I moved the heavy services to Apple: the nutrition analysis (text, plus a day summary that computes in streaming), the multi-turn coach, and the routine generator (with typed, structured output thanks to @Generable, validated against my exercise catalogue).

But not everything fit on the first try, and this is the honest part. The big-plan generator —the mesocycle, whole weeks of training— hung on PCC: the long, heavily-guided generation timed out. For now that part still runs on Claude, while I work out how to adapt it to Apple’s model —splitting the generation up, guiding it differently—. For a single response, Apple is more than enough; for a huge plan in one go, I’m still turning it over. It’s exactly the kind of limit I got to explore this week.

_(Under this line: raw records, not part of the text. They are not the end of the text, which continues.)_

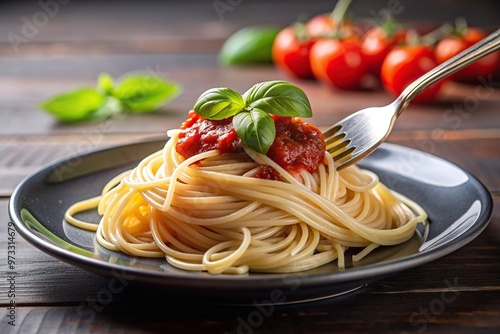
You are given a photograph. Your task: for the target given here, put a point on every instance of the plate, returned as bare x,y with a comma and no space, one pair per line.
459,208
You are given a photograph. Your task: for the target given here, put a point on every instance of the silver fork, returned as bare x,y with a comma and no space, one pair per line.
360,133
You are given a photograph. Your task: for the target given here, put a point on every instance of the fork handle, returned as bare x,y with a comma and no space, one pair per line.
452,65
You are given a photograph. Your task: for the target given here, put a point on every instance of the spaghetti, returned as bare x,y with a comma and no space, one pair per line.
213,211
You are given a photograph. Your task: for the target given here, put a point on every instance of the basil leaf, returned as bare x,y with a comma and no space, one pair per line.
256,129
110,106
279,98
219,103
74,106
249,45
145,92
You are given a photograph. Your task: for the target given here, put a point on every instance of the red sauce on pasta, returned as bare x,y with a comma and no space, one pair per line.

And while I was at it, new features

While I had my hands in the AI engine, I took the chance to add things that were on my list. It’s not that they need Apple’s models —they’d work with Claude too—, but the migration was the perfect excuse to put them in:

  • Identifying an exercise from a photo. Point the camera (or pick from the library), the model recognizes it —constrained to my catalogue— and you add it to the workout. iOS 27 only, because image input starts there.
  • Progression analysis for an exercise. It takes your whole history (big context → to the cloud) and writes the analysis with streaming, filling in live as you read.
  • A coach with tool calling. The model can read your data (workouts, an exercise’s progress, today’s nutrition) and act —log water or a meal— always with your confirmation. That, for now, only with Apple’s model.

To not get lost among backends, I built an indicator in Settings (dev mode) that tells me which engine each service ended up using: PCC, on-device or Claude. Essential for debugging from TestFlight without the Mac in front of me.

The fine print

So I’m not selling smoke:

  • What’s free are Apple’s models. Claude, kept as backup, is still paid if it ever gets used.
  • The threshold is two million downloads. If an app takes off and passes it, it moves to a paid scheme Apple hasn’t detailed yet. Free while you’re small.
  • This is in validation. Next is testing real quality on TestFlight, removing the temporary logs and continuing the list (more coach tools, meal photos, auto-naming workouts). It’s not done.

What I take away

A few days ago I wrote about how fragile it is to build your product on top of a paid AI you don’t control. This week, without planning it that way, I flipped it in my own app: the core now runs for free, on Apple’s cloud, and Claude went from being the only engine to being just the safety net.

Less cost, less dependency, and a few new features along the way that I’d been wanting to add for a while. Not bad for a week.